Section 2. Matters, which in the judgment of the Board of Directors or the President, require investigation, shall be referred to the proper committee, except the Board may at any time refer any particular matter to a specially created committee if it so desires. The chairman of each committee shall make a report, at each meeting of the Boards, of any activities of his committee since the preceding meeting of the board.
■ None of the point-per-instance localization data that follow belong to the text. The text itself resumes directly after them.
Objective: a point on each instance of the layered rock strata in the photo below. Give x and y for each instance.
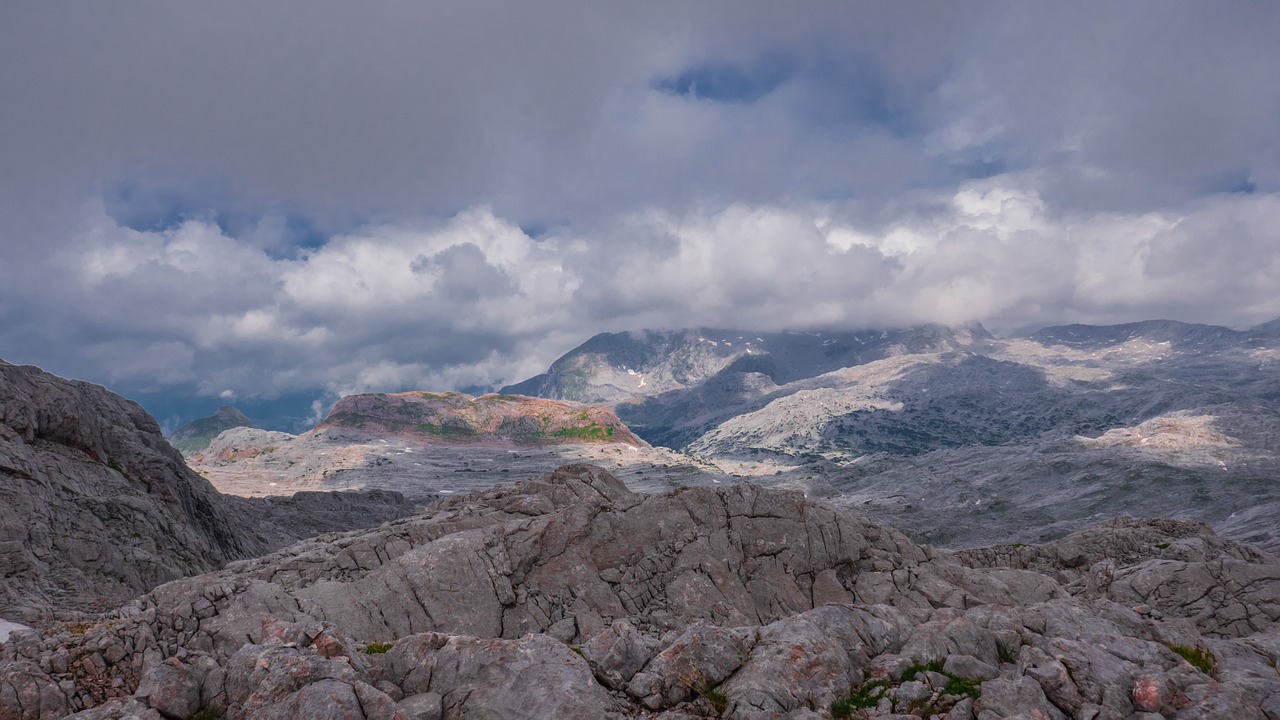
(96, 507)
(568, 596)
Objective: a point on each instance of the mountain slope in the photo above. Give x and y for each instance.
(195, 436)
(568, 596)
(95, 506)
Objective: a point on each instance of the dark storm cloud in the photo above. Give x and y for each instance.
(265, 199)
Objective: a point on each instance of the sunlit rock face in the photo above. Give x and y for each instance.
(571, 596)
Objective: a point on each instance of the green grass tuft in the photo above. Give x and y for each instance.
(917, 668)
(867, 696)
(958, 686)
(1198, 657)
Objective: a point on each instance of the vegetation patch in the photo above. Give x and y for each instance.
(917, 668)
(959, 686)
(867, 696)
(1198, 657)
(592, 432)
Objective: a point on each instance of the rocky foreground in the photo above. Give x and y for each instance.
(571, 597)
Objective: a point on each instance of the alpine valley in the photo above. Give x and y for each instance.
(901, 523)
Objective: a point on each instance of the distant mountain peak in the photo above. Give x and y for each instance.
(195, 436)
(453, 418)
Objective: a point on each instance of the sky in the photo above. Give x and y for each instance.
(240, 203)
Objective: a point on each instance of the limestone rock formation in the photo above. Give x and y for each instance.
(453, 418)
(96, 507)
(570, 596)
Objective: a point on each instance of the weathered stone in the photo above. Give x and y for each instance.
(421, 706)
(617, 654)
(172, 688)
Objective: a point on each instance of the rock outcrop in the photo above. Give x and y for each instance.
(570, 596)
(96, 507)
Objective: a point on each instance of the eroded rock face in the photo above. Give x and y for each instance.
(96, 507)
(570, 596)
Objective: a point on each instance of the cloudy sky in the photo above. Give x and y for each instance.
(318, 197)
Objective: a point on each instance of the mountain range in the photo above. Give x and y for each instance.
(754, 578)
(958, 436)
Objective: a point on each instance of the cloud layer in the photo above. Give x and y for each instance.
(250, 200)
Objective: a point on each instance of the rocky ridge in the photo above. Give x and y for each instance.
(96, 507)
(961, 438)
(570, 596)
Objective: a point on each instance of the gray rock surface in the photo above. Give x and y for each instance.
(96, 507)
(726, 602)
(960, 438)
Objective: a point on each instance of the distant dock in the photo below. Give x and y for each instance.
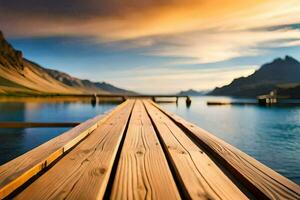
(140, 151)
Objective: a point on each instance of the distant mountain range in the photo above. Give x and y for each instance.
(192, 92)
(280, 73)
(20, 76)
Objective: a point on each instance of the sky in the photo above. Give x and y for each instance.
(154, 46)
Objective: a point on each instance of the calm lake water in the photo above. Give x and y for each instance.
(270, 134)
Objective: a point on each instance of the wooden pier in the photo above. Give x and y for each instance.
(140, 151)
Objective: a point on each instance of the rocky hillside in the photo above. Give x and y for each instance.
(21, 76)
(267, 78)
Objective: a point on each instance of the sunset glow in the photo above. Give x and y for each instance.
(194, 36)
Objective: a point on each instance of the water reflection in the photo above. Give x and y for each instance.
(270, 134)
(14, 142)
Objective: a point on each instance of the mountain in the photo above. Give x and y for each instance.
(21, 76)
(191, 92)
(267, 78)
(288, 91)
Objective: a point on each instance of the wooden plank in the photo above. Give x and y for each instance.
(143, 171)
(16, 172)
(200, 177)
(262, 181)
(37, 124)
(84, 172)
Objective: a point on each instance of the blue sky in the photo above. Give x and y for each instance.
(159, 48)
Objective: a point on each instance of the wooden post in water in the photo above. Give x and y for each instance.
(94, 100)
(188, 101)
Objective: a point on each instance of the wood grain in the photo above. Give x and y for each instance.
(143, 171)
(16, 172)
(199, 175)
(262, 181)
(84, 172)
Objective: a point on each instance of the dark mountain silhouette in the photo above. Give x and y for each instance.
(191, 92)
(288, 91)
(21, 76)
(267, 78)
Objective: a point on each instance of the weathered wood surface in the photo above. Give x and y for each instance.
(199, 175)
(143, 171)
(37, 124)
(16, 172)
(263, 182)
(84, 172)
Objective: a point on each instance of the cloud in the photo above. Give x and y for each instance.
(132, 19)
(216, 46)
(148, 79)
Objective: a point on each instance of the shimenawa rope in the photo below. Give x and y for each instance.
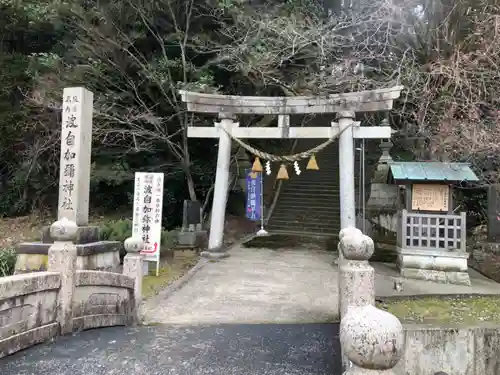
(286, 158)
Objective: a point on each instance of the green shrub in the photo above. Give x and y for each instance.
(7, 261)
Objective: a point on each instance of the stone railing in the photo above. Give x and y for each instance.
(372, 339)
(35, 307)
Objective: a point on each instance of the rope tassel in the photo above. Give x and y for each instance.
(257, 165)
(282, 173)
(312, 164)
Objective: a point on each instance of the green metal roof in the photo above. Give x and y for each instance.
(432, 171)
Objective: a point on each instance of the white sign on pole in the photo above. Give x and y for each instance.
(148, 203)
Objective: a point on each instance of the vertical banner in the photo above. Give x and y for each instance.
(148, 203)
(254, 195)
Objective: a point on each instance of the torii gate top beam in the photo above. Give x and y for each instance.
(362, 101)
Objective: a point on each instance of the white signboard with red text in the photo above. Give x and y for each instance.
(148, 203)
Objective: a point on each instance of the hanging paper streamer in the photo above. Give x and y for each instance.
(268, 168)
(312, 164)
(297, 168)
(257, 166)
(254, 195)
(282, 173)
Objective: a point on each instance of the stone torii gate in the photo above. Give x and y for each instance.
(227, 107)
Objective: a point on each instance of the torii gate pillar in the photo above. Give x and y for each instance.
(346, 172)
(345, 104)
(221, 188)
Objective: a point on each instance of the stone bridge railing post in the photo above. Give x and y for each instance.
(62, 259)
(132, 267)
(372, 340)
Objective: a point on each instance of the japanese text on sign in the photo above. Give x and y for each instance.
(148, 202)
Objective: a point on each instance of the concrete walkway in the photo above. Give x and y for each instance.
(290, 285)
(265, 349)
(254, 285)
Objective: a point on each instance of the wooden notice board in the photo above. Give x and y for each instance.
(430, 197)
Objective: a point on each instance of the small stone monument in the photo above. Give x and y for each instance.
(494, 214)
(192, 235)
(62, 257)
(74, 182)
(133, 267)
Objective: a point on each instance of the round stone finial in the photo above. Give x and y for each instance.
(349, 230)
(372, 338)
(356, 246)
(64, 230)
(133, 244)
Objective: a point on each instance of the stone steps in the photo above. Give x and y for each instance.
(309, 203)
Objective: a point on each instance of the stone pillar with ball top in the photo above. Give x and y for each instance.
(74, 184)
(372, 340)
(356, 276)
(132, 267)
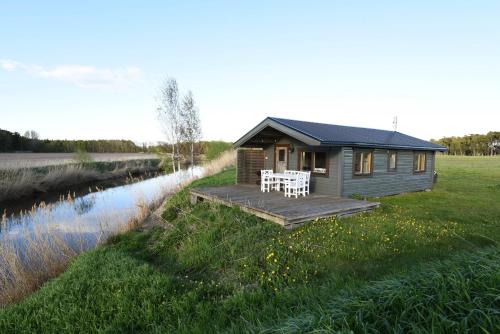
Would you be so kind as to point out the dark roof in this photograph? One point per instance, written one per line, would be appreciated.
(339, 135)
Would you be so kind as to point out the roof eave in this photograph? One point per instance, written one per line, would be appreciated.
(389, 146)
(280, 127)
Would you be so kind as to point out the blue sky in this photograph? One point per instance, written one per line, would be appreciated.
(92, 69)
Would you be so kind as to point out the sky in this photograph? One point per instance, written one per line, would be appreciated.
(92, 69)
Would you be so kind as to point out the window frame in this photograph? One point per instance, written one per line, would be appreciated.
(354, 151)
(389, 153)
(275, 158)
(313, 158)
(415, 154)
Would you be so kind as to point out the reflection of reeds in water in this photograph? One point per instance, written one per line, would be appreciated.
(25, 180)
(40, 251)
(32, 254)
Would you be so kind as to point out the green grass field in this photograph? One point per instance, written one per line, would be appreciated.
(424, 262)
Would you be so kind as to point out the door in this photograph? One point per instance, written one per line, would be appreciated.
(280, 158)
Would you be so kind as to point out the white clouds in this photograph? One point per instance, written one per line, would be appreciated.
(80, 75)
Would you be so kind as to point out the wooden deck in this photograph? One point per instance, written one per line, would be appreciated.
(274, 206)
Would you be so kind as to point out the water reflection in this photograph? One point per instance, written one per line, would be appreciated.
(93, 216)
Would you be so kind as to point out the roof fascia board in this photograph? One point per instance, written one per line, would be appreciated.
(421, 148)
(280, 127)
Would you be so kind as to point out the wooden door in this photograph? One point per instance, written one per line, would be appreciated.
(280, 158)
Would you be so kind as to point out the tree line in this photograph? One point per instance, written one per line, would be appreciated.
(30, 142)
(474, 144)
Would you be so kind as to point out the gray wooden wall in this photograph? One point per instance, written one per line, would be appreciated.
(382, 182)
(319, 185)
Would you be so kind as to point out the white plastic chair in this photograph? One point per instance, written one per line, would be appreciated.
(280, 182)
(296, 186)
(266, 180)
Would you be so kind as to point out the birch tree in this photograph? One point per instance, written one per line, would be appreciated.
(191, 127)
(169, 114)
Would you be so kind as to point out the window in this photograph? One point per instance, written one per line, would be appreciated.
(316, 162)
(419, 162)
(392, 158)
(281, 155)
(363, 162)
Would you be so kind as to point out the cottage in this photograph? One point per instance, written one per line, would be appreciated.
(337, 161)
(343, 160)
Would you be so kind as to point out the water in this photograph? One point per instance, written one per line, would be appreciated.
(87, 219)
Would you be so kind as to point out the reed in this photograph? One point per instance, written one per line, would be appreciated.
(31, 256)
(24, 180)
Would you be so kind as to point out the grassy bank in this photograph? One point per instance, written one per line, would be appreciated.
(25, 180)
(426, 262)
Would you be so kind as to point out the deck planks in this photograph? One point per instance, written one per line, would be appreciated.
(274, 206)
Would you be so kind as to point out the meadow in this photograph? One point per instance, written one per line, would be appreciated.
(424, 262)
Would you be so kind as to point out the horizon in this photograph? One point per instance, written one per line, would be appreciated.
(90, 71)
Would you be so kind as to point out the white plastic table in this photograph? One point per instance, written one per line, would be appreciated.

Section 3. Each committee shall consist of three (3) or more members in good standing and shall be appointed by the President as soon as convenient after each Annual Meeting of the Association to serve for the term of one (1) year and until their successors shall have been duly appointed.

Article XII - Amendments

Section 1. These By-Laws may be amended after petition of any five (5) members in good standing submitted to the Secretary at least sixty (60) days before any Annual or Special Meeting of the Association. Such petition shall be studied by counsel appointed by the Board who shall report as to the form and effect of the proposed amendment. The notice of such meeting shall set forth the proposed amendment and counsel‘s report. The proposed amendment shall become effective when approved by the vote of two-thirds of the members present at such meeting.

Section 2. The Board of Directors may propose the amendment of these By-Laws by the vote of two-thirds of those present at any regular Board meeting. Any proposed amendment shall be studied by counsel appointed by the Board who shall report as to its form and effect. The proposed amendment shall become effective when approved by the vote of two-thirds of those present at the next Board meeting held not less than two (2) weeks after the meeting at which the amendment was proposed, provided that written notice of the proposed amendment and of the said meeting was mailed by the Secretary to all members of the Association at least five (5) days before the said second meeting. Such notice shall include a copy of counsel‘s report.

Section 3. The provisions of this Article XII may be amended only by action of the membership as permitted by Section 1 hereof. The Board of Directors shall have no power to amend the provisions of this Article XII.

Exhibit A

Legal Description of Area - Gladwyne Civic Association
Beginning at a point where Mill Creek Road and Crosby Brown Road meet; following thence along Mill Creek Road in a northerly direction to a point along the river in a westerly direction to a point where the river meets the boundary line of Conshohocken Borough; thence following in a southerly direction along the boundary line of Conshohocken to a point where the boundary line of Conshohocken meets the boundary line of West Conshohocken; thence following in a southerly direction along the boundary line of West Conshohocken meets and joins Hill Creek Lane; thence following an imaginary line in an easterly direction to a point where the imaginary line meets Morris Road; following thence in an easterly direction along Morris Road to a point where Morris Road meets Old Gulph Road; thence following in an easterly direction along Old Gulph Road to a point where Old Gulph Road meets and joins Mill Creek Road; thence following Mill Creek Road to the intersection of Crosby Brown Road and Mill Creek Road, the point and place of the beginning.